For the observed live robotic surgeries, video and audio will be recorded to analyze verbal and nonverbal communication methods. Out loud communication between OR team members will be coded under verbal and movement of the body, hand, or head will be coded for nonverbal or gestural communication. Verbal communication will be coded based on call-outs, acknowledgments, read-backs, and clarification. Non-verbal communication will be coded based on gestural movements in combination with verbal directions including pointing directionally to targeted areas, gesturing to continue or stop, visual gauges, and facial expressions. Specific procedures involving communication between the surgeon and the physician assistant and the general OR team will be coded as suctioning, washing, holding, clipping, catheter insertion and removal, and stitching/needling. The semi-structured interviews will focus on team communication, performance, and human-robot interactions. Interviewees will be asked to think about their experience working with robotic surgeries and complete a survey measuring their stressors using the SURG-TLX. Audio of interviews will be recorded and transcribed for qualitative analysis. Data from interviews will be analyzed and mapped into a matrix to compare responses between surgical team members.
Discussion
As future approaches revolutionize technology, bridging the gap between how perceived teamwork is moderated by verbal and nonverbal communication within RAS is unclear. Our project serves to advance the field of knowledge by exploring the underlying effects robotic aids have on perceived workload in human-to-robot interactions. By coding and examining different types of verbal and nonverbal exchanges during specific RAS procedures, we will have a greater understanding of how communication effects the overall perception of workload. A mix of both verbal and nonverbal communication may also exist and demonstrate a more smoothly run operation and potentially reduce perceived workload.
By perceiving less work during RAS, current challenges that RAS face such as greater learning curves involving non-technical communication skills and technical gaps in using newer and finer-tuned robotic features may be mitigated by closely identifying and quantifying how communication is being moderated. By quantifying how information is exchanged verbally and nonverbally, future research may be able to comprehend the limitations of robotic surgery more accurately. By unpacking current challenges within RAS, we hope to observe an increasing acceptance in robotic technology of practicing physicians and patients as these technologies continue to strengthen.
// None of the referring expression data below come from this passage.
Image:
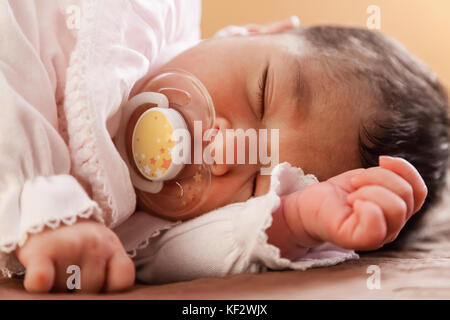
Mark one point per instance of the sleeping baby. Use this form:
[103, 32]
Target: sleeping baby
[362, 145]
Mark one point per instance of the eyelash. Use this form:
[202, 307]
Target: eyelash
[262, 90]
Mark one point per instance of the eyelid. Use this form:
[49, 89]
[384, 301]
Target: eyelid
[262, 91]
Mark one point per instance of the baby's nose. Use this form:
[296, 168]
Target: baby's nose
[221, 144]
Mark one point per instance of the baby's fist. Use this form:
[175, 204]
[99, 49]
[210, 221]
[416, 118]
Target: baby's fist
[383, 198]
[91, 246]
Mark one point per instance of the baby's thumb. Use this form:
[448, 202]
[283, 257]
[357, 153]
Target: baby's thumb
[39, 274]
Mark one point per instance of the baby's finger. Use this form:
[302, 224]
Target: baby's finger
[408, 172]
[120, 272]
[364, 229]
[383, 177]
[394, 208]
[93, 275]
[40, 274]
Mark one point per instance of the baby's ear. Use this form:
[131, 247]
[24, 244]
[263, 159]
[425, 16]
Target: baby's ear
[251, 29]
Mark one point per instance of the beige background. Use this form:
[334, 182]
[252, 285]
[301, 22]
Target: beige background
[423, 26]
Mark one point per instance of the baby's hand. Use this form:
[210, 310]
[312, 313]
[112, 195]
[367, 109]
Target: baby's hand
[93, 247]
[361, 209]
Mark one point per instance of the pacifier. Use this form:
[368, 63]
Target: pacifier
[156, 141]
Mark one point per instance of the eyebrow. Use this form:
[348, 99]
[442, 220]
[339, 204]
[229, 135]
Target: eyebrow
[301, 86]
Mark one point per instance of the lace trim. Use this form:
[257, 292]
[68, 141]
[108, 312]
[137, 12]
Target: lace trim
[144, 244]
[79, 119]
[7, 271]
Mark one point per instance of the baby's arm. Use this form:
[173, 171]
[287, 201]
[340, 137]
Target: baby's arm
[361, 209]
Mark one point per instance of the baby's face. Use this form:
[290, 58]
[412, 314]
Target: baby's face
[318, 122]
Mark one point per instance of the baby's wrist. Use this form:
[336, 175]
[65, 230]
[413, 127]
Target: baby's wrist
[297, 211]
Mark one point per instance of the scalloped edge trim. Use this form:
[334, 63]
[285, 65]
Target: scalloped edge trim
[84, 155]
[93, 211]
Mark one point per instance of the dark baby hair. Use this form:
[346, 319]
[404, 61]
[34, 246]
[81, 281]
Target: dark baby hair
[413, 122]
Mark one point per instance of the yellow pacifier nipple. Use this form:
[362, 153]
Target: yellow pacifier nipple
[153, 142]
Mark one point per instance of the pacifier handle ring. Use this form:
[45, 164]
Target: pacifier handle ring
[145, 97]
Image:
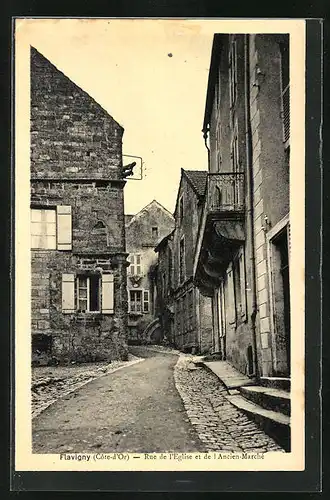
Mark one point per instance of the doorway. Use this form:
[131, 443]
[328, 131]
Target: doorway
[281, 302]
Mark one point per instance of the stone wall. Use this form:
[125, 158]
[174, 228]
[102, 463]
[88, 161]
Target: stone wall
[72, 136]
[270, 173]
[76, 151]
[141, 240]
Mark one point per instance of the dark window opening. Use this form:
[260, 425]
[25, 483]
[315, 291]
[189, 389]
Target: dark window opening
[136, 301]
[182, 260]
[41, 343]
[237, 284]
[94, 293]
[181, 209]
[99, 225]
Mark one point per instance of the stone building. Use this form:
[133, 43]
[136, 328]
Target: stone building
[192, 314]
[164, 272]
[242, 250]
[143, 232]
[79, 295]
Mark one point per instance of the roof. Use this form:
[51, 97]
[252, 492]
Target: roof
[198, 180]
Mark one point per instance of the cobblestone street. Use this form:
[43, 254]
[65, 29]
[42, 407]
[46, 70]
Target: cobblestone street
[219, 425]
[163, 403]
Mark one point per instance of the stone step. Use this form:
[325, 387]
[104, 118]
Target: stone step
[275, 424]
[276, 382]
[268, 398]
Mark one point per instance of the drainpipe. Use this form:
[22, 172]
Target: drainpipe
[205, 132]
[249, 189]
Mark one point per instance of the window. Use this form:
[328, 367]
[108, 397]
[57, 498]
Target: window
[240, 286]
[43, 228]
[235, 151]
[218, 145]
[135, 268]
[232, 73]
[182, 260]
[51, 228]
[191, 309]
[285, 89]
[135, 298]
[139, 301]
[169, 268]
[88, 293]
[146, 301]
[181, 209]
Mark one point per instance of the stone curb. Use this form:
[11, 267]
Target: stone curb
[84, 382]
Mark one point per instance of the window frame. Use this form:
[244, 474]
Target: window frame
[88, 276]
[132, 259]
[135, 291]
[51, 210]
[283, 46]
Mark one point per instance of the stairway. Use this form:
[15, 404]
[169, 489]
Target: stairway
[269, 405]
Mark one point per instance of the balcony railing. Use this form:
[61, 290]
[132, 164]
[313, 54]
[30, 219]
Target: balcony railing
[225, 192]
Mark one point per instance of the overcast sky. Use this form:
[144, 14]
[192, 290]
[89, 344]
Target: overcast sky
[151, 76]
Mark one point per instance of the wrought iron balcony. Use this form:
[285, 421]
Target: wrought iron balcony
[221, 228]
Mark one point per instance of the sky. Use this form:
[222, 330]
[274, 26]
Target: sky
[151, 76]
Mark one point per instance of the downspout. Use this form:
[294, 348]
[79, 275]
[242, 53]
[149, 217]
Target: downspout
[250, 211]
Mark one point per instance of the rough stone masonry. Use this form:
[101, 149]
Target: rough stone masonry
[79, 297]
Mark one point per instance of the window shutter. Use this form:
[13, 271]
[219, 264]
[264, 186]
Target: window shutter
[243, 284]
[64, 227]
[68, 305]
[231, 306]
[107, 294]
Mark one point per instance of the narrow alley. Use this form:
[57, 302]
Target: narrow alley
[157, 405]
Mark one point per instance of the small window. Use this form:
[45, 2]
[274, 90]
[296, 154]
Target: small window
[146, 301]
[181, 209]
[99, 225]
[88, 293]
[233, 72]
[135, 268]
[43, 228]
[135, 301]
[182, 260]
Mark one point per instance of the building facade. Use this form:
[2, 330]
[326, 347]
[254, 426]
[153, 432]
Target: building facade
[187, 316]
[78, 257]
[143, 232]
[242, 252]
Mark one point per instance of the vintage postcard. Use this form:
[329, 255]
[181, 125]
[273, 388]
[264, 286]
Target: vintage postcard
[159, 214]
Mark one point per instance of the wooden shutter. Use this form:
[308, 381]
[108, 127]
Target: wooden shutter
[146, 301]
[68, 302]
[231, 306]
[242, 284]
[64, 227]
[107, 294]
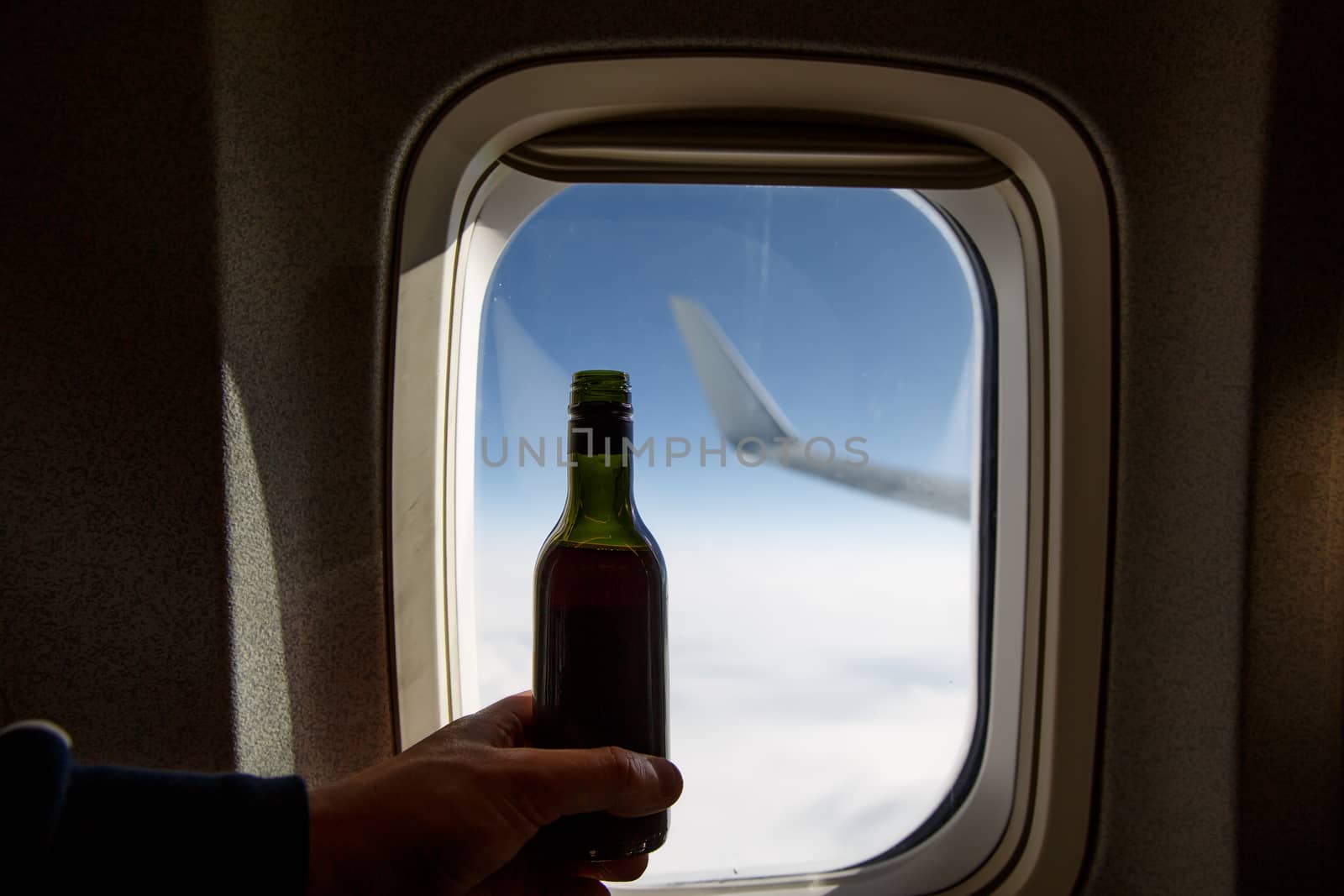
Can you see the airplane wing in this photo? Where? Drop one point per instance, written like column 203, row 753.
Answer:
column 743, row 409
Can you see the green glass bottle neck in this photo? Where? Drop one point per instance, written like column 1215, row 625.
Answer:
column 600, row 508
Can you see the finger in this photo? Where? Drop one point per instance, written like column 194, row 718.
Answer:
column 504, row 723
column 566, row 782
column 628, row 868
column 570, row 887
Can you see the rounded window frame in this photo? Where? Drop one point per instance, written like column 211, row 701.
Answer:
column 1055, row 204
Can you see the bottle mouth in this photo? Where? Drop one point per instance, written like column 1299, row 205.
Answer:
column 601, row 387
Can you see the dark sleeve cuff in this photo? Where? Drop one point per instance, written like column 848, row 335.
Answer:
column 167, row 832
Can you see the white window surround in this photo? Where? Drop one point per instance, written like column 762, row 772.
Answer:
column 1035, row 782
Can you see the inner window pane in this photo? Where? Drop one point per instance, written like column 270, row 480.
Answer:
column 823, row 634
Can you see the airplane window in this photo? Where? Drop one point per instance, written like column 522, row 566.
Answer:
column 823, row 577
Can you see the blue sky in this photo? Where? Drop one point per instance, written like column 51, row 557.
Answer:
column 792, row 598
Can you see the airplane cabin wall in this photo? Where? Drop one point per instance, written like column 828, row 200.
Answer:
column 199, row 206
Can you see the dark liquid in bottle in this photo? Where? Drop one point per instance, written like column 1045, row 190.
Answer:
column 601, row 678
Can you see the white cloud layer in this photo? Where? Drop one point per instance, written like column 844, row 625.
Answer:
column 822, row 694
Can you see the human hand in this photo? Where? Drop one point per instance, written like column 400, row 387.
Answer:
column 454, row 813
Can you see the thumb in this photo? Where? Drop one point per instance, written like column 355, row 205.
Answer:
column 568, row 782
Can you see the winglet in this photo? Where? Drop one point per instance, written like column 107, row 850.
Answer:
column 741, row 405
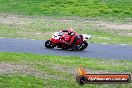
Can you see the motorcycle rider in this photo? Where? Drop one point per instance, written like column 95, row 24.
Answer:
column 69, row 38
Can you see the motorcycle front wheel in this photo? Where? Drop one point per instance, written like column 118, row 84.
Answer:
column 82, row 46
column 48, row 44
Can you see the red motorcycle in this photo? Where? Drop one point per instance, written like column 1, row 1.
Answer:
column 80, row 41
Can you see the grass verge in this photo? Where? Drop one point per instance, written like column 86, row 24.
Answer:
column 31, row 71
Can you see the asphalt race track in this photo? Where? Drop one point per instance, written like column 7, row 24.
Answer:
column 94, row 50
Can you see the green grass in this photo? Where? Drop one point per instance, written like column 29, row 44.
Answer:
column 92, row 8
column 43, row 28
column 55, row 71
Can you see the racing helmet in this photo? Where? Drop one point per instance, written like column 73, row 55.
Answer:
column 70, row 30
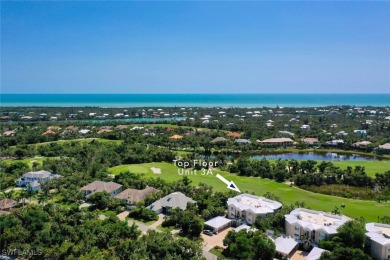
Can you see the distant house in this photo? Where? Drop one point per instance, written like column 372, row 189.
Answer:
column 315, row 225
column 361, row 145
column 249, row 207
column 234, row 134
column 305, row 127
column 99, row 186
column 277, row 142
column 49, row 132
column 342, row 134
column 133, row 196
column 9, row 133
column 218, row 140
column 360, row 132
column 384, row 148
column 32, row 180
column 315, row 253
column 286, row 133
column 5, row 118
column 311, row 141
column 335, row 143
column 243, row 141
column 176, row 137
column 379, row 239
column 121, row 127
column 218, row 224
column 285, row 246
column 104, row 131
column 84, row 131
column 171, row 201
column 7, row 204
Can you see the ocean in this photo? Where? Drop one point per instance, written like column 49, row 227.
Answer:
column 193, row 100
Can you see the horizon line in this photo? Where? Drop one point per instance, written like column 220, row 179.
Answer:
column 230, row 93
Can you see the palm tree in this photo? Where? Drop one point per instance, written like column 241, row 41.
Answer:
column 22, row 196
column 43, row 198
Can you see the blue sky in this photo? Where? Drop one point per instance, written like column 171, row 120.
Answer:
column 195, row 47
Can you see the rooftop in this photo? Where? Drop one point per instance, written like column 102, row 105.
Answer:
column 379, row 233
column 217, row 222
column 315, row 220
column 254, row 203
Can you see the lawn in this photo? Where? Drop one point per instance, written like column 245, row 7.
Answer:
column 30, row 161
column 83, row 140
column 370, row 210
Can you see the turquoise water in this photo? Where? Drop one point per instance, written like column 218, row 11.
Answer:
column 199, row 100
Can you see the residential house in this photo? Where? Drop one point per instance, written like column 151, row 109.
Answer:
column 315, row 253
column 9, row 133
column 133, row 196
column 285, row 246
column 384, row 148
column 99, row 186
column 311, row 141
column 234, row 134
column 32, row 180
column 342, row 134
column 378, row 236
column 277, row 142
column 243, row 141
column 361, row 145
column 249, row 207
column 171, row 201
column 286, row 133
column 361, row 133
column 305, row 127
column 218, row 140
column 6, row 205
column 176, row 137
column 84, row 131
column 313, row 225
column 218, row 224
column 335, row 143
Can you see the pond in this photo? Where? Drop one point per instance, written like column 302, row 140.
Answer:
column 317, row 156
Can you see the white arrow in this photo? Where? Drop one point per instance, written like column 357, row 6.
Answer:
column 230, row 184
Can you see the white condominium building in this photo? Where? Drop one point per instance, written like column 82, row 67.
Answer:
column 249, row 207
column 313, row 225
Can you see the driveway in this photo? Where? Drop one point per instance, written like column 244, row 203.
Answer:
column 215, row 240
column 144, row 228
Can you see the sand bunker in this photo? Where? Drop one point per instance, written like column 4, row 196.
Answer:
column 156, row 170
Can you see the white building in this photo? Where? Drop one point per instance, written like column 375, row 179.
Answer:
column 249, row 207
column 313, row 225
column 379, row 238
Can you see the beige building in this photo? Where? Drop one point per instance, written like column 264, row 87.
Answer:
column 379, row 239
column 99, row 186
column 313, row 225
column 248, row 207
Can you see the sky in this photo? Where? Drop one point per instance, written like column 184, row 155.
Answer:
column 195, row 47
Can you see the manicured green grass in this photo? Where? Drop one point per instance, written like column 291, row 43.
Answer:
column 29, row 161
column 82, row 140
column 371, row 167
column 370, row 210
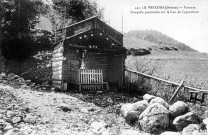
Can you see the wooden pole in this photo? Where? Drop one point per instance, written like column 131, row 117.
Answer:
column 177, row 90
column 166, row 81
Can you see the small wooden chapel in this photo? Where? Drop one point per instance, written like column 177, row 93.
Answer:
column 91, row 56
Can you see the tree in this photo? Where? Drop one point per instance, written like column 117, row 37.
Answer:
column 18, row 21
column 65, row 12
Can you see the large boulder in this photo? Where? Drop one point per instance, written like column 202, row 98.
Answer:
column 178, row 108
column 125, row 109
column 132, row 132
column 133, row 111
column 98, row 128
column 154, row 117
column 159, row 100
column 190, row 129
column 170, row 133
column 184, row 120
column 148, row 97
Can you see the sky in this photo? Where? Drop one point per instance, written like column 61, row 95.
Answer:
column 191, row 29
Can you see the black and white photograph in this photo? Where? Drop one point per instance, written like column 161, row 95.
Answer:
column 103, row 67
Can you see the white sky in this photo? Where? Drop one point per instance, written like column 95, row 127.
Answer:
column 191, row 29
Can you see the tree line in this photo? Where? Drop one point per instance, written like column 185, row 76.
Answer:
column 19, row 36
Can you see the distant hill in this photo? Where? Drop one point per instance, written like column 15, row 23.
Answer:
column 153, row 40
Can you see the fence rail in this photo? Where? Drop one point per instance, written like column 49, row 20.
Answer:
column 135, row 75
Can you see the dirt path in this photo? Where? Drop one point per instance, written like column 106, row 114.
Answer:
column 61, row 114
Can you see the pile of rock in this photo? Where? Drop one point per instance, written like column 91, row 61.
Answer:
column 153, row 114
column 13, row 113
column 19, row 82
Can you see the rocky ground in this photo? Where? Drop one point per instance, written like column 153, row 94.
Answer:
column 30, row 109
column 26, row 111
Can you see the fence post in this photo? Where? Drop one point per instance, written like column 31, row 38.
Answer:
column 177, row 90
Future studies should implement greater emphasis on non-technical communication skills due to the strict nature of procedural operations within RAS. Non-technical skills such as leadership, situational awareness, and decision-making may be of interest to investigate further in the OR team setting. Although it is a prerequisite to overcome initial learning curves regarding newer technological challenges such as finer-tuned RAS mechanics, valuing non-technical skills are crucial to a successful operation and may prove to be equally as important in the perception of surgical team workload.